SOUTH DEERFIELD — For 23 years, The Rock Fossil and Dinosaur Shop on Greenfield Road has invited children to explore a period of South Deerfield’s past when dinosaurs and neanderthals roamed the region. Now, owner Gina Bordoni-Cowley of Granby is stepping back and looking for someone to carry its mission forward.
The shop was put on the market last month. According to LoopNet.com, Cuoco & Co. Real Estate is listing the 2,112-square-foot shop for $599,000. The listing also mentions the residential 1,590-square-foot, three-bedroom ranch next door, which is also for sale.
“I would love somebody to take the business on and keep the torch burning,” Bordoni-Cowley said behind the counter of the shop crowded with crystals, stuffed dinosaurs, a fake fortune teller booth, faux dinosaur skulls and closets full of other fossil-related products.

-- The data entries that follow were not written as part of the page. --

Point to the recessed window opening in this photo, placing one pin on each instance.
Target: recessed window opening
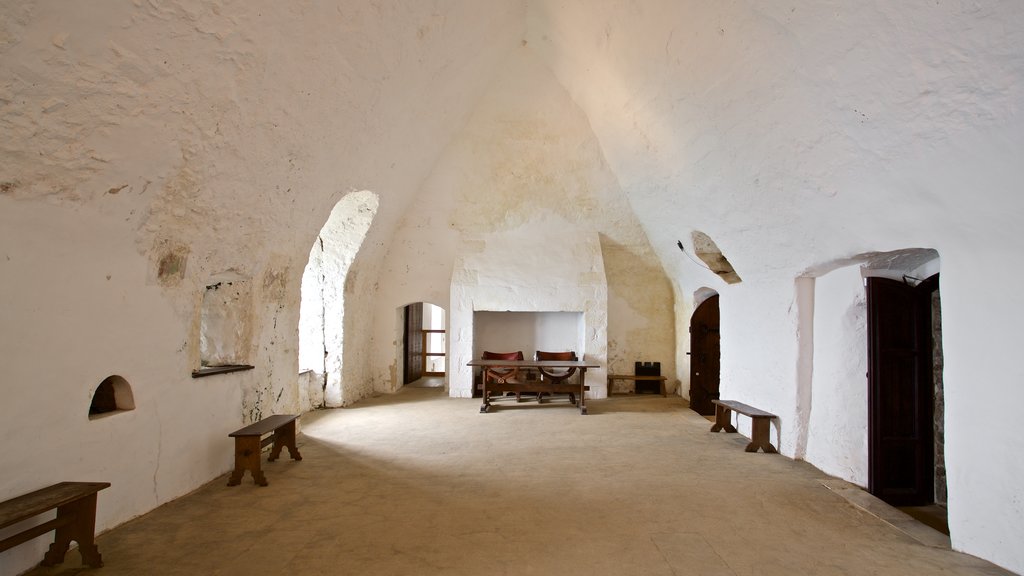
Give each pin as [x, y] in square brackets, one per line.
[225, 326]
[113, 395]
[322, 310]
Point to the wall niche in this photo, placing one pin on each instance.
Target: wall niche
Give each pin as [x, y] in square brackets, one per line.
[112, 396]
[225, 325]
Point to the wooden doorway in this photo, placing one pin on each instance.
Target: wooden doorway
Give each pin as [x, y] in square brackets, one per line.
[413, 339]
[705, 357]
[901, 391]
[424, 340]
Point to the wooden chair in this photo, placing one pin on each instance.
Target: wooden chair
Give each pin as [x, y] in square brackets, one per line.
[502, 375]
[556, 375]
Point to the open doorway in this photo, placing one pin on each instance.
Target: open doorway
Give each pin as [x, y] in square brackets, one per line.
[424, 342]
[322, 310]
[905, 397]
[705, 356]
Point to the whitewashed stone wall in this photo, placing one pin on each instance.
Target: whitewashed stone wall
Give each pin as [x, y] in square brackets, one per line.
[526, 166]
[805, 133]
[534, 269]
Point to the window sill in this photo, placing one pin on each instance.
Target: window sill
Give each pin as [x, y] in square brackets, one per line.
[212, 370]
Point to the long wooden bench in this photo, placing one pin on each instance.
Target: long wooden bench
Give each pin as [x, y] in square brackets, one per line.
[249, 443]
[635, 378]
[76, 520]
[760, 427]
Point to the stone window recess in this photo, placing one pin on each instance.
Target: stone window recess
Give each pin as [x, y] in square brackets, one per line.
[226, 324]
[112, 396]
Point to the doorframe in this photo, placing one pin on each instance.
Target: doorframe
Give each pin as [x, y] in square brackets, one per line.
[921, 298]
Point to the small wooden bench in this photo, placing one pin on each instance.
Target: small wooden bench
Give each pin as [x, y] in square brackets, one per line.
[635, 378]
[760, 428]
[76, 505]
[249, 444]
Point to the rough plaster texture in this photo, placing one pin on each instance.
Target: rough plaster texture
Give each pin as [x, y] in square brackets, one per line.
[322, 335]
[482, 282]
[527, 160]
[837, 435]
[804, 133]
[163, 144]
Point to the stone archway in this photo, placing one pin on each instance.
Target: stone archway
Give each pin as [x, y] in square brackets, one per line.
[323, 306]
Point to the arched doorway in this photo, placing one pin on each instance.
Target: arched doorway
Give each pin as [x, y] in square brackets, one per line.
[323, 306]
[424, 343]
[705, 356]
[904, 396]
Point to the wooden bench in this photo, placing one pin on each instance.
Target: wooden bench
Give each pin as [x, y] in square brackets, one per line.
[76, 505]
[635, 378]
[249, 444]
[760, 428]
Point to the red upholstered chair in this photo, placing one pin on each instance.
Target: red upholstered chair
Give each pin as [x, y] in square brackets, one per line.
[556, 375]
[502, 375]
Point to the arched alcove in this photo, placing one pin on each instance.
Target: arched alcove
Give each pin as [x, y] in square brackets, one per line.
[421, 340]
[323, 307]
[112, 396]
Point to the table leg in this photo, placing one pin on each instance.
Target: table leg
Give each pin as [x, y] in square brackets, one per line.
[761, 436]
[723, 419]
[285, 438]
[81, 528]
[486, 397]
[583, 392]
[247, 454]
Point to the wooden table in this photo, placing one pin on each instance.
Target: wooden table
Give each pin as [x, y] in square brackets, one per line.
[248, 446]
[760, 427]
[76, 520]
[537, 385]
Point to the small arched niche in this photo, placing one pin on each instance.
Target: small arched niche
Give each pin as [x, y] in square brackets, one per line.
[112, 396]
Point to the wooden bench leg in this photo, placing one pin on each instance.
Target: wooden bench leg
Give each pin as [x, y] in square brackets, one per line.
[285, 438]
[761, 436]
[247, 453]
[80, 526]
[723, 419]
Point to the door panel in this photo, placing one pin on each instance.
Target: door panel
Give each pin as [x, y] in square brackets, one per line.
[900, 387]
[414, 343]
[705, 357]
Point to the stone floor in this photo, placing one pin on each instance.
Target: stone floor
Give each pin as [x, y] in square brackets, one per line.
[419, 484]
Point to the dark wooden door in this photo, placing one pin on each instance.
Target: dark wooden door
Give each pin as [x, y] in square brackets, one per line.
[705, 357]
[414, 343]
[900, 392]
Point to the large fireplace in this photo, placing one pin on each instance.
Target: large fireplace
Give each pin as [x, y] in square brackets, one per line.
[557, 277]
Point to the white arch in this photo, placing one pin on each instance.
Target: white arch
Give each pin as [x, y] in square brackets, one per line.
[322, 310]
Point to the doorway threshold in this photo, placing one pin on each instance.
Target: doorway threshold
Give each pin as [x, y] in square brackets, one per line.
[891, 516]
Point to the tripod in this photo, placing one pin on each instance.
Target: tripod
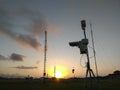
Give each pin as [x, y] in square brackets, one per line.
[91, 85]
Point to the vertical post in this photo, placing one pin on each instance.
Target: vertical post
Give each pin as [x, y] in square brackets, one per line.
[54, 71]
[45, 52]
[83, 25]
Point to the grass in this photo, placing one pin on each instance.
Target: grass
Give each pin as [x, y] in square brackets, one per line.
[71, 84]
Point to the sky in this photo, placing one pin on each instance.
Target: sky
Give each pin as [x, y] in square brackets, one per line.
[22, 26]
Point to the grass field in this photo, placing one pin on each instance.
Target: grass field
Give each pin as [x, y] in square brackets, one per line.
[71, 84]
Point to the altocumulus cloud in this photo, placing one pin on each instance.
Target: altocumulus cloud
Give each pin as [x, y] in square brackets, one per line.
[17, 57]
[22, 23]
[25, 67]
[13, 57]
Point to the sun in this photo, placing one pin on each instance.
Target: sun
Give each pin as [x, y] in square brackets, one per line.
[58, 74]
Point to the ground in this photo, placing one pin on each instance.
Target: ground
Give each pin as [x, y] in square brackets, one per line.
[69, 84]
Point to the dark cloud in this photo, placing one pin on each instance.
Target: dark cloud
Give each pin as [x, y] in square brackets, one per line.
[22, 23]
[13, 57]
[25, 67]
[17, 57]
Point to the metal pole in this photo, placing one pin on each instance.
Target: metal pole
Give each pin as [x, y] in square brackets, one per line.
[45, 52]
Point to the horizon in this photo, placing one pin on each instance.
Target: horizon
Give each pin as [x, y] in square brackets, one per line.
[22, 26]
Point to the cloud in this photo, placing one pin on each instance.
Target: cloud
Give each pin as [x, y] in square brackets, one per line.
[22, 23]
[17, 57]
[25, 67]
[13, 57]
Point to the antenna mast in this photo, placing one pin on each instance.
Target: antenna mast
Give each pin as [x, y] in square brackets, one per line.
[45, 52]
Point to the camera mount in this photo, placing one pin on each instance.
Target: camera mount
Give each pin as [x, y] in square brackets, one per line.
[83, 46]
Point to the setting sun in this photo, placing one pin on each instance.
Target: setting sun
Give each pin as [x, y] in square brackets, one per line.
[60, 72]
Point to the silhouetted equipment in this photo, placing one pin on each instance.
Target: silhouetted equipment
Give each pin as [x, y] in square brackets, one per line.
[83, 46]
[73, 70]
[80, 44]
[45, 52]
[83, 24]
[54, 71]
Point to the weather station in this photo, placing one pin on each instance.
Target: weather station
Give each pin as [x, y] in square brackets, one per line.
[83, 46]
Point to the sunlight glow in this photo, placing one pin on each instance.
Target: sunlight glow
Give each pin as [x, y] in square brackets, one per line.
[61, 72]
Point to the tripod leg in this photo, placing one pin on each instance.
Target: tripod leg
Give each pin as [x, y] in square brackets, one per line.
[92, 73]
[84, 85]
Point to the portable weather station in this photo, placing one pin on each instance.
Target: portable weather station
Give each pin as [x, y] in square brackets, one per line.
[83, 46]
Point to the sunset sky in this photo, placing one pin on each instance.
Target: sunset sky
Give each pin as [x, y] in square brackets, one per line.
[22, 26]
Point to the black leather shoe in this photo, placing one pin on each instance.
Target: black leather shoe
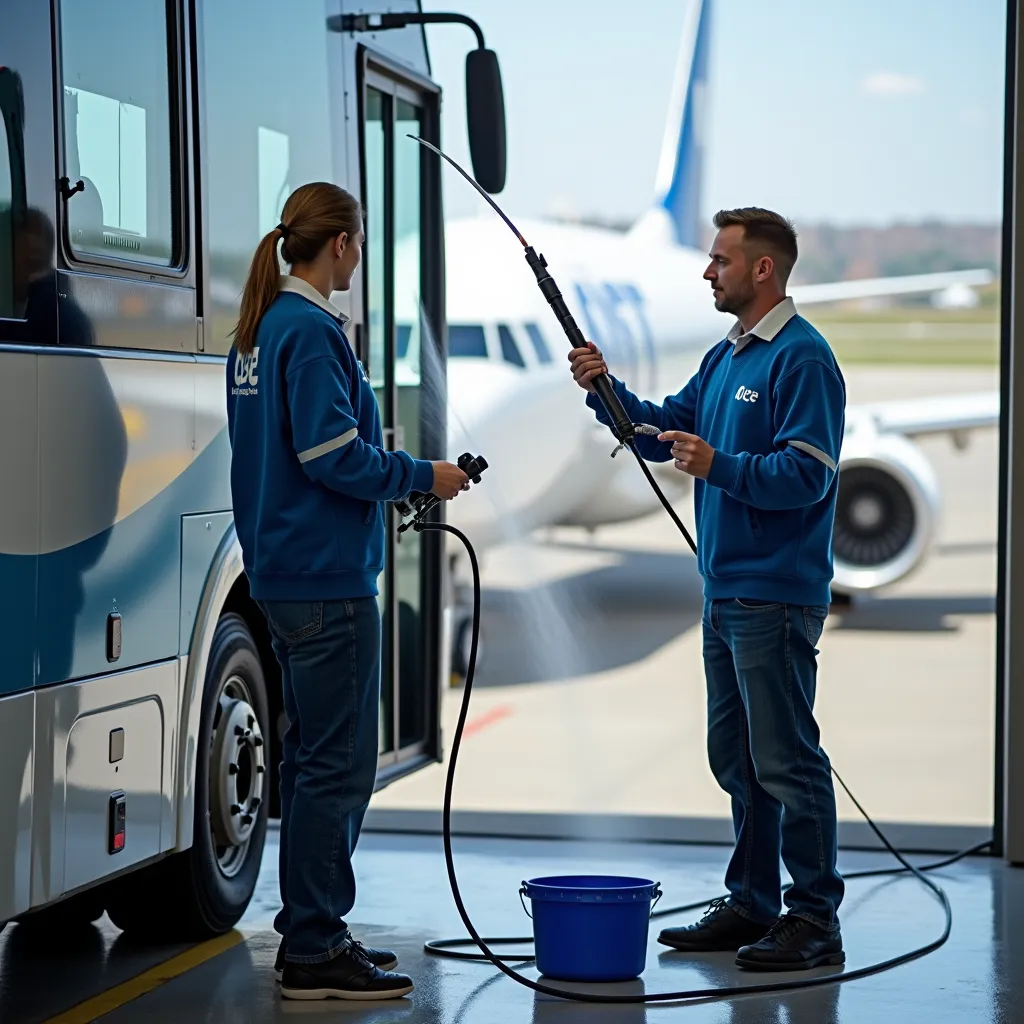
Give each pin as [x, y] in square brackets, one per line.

Bordoni-Cowley said she is unsure if she wants to sell the business or just the property, but she has reached out to paleontologists, geologists and educators hoping The Rock Fossil and Dinosaur Shop will catch their eye.
“I’m still considering different options,” she explained.
Bordoni-Cowley bought the shop from its original owner, George Marchacos, in July of 2015 after teaching first grade at the Campus School of Smith College for about 20 years.
“I took things over and brought my educational background to make it more interactive, more hands-on,” she said.
In her Smith classroom, Bordoni-Cowley taught science with an interactive approach.
“There was a lot of focus on science and touching and interacting and questioning and having curiosity around the natural world, so I took that and kept creating,” she said.
Before visitors reach the South Deerfield shop’s door, they pass an artificial, erupting volcano and elevated river where kids can pan for gemstones. Inside, shelves of fossil products cover almost every inch of the walls and a door opens to a mine shaft that Bordoni-Cowley recreated inside a tractor trailer container. Children can follow the lights on their hard hats to spot gemstones, fossils, seashells and other treasures for themselves.
“There’s nothing like this around,” Bordoni-Cowley said. “There’s nothing where kids can interact in a hands-on, fun way and also learn.”
Outside, kids become excavators in the sand pits, brushing up their own discoveries as models of dinosaurs from the region’s history watch between the trees of the outdoor walkway. One local dinosaur, the dilophosaurus, peeks its head from a fake tarpit, a possible nod to the creature spitting tar-like venom in “Jurassic Park.”
“It left its footprints all over New England,” Bordoni-Cowley said of the “super fast, super fierce” coelophysis raptor to the left of the dilophosaurus.
“The history here is so rich,” she continued. According to the owner, South Deerfield rested on ideal land for preserving the footprints of its prehistoric residents.
When the retired teacher leads activities for birthday parties and summer camp groups, she also teaches kids about local geologist Edward Hitchcock’s fossil discoveries and his wife Orra White Hitchcock’s illustrations of the fossils. The children also learn about Greenfield resident Dexter Marsh, who stumbled upon dinosaur tracks while laying down the slabs of his walkway in 1835, according to Amherst College archives. By the time Marsh died in 1853, he had collected between 400 and 500 stone slabs with a total of about 1,000 tracks.
“Dinosaurs have captivated the attention of children forever, and will continue to,” Bordoni-Cowley said. “It just sparks their curiosity. [Dinosaurs] were here and some of them were ginormous and some of them were the size of chickens, so it’s really compelling to learn about them and also safe, because they’re not alive anymore.”
Displays of an alien spaceship and a neanderthal child in a cave Bordoni-Cowley constructed herself, the shop’s latest addition, also greet visitors beside the dinosaurs, creating an otherworldly habitat of unlikely neighbors behind the shop.
One creature even waddles through the store. Carmen, a 14-year-old chihuahua, wanders the shop, sporting long, fluffy chestnut fur not unlike the fur the faux neanderthals wear while guarding the checkout counter.
“She’s our woolly mammoth,” joked Bordoni-Cowley’s sister, Vicky Bordoni.
When new owners move into the shop, Bordoni-Cowley said she will miss teaching children about natural history most and hearing them holler, “This is the best day of my life,” as they step into the store.
“That’s what this shop really embodies,” Bordoni-Cowley said. “I’ll miss those interactions, those sweet small moments that have been absolutely delightful.”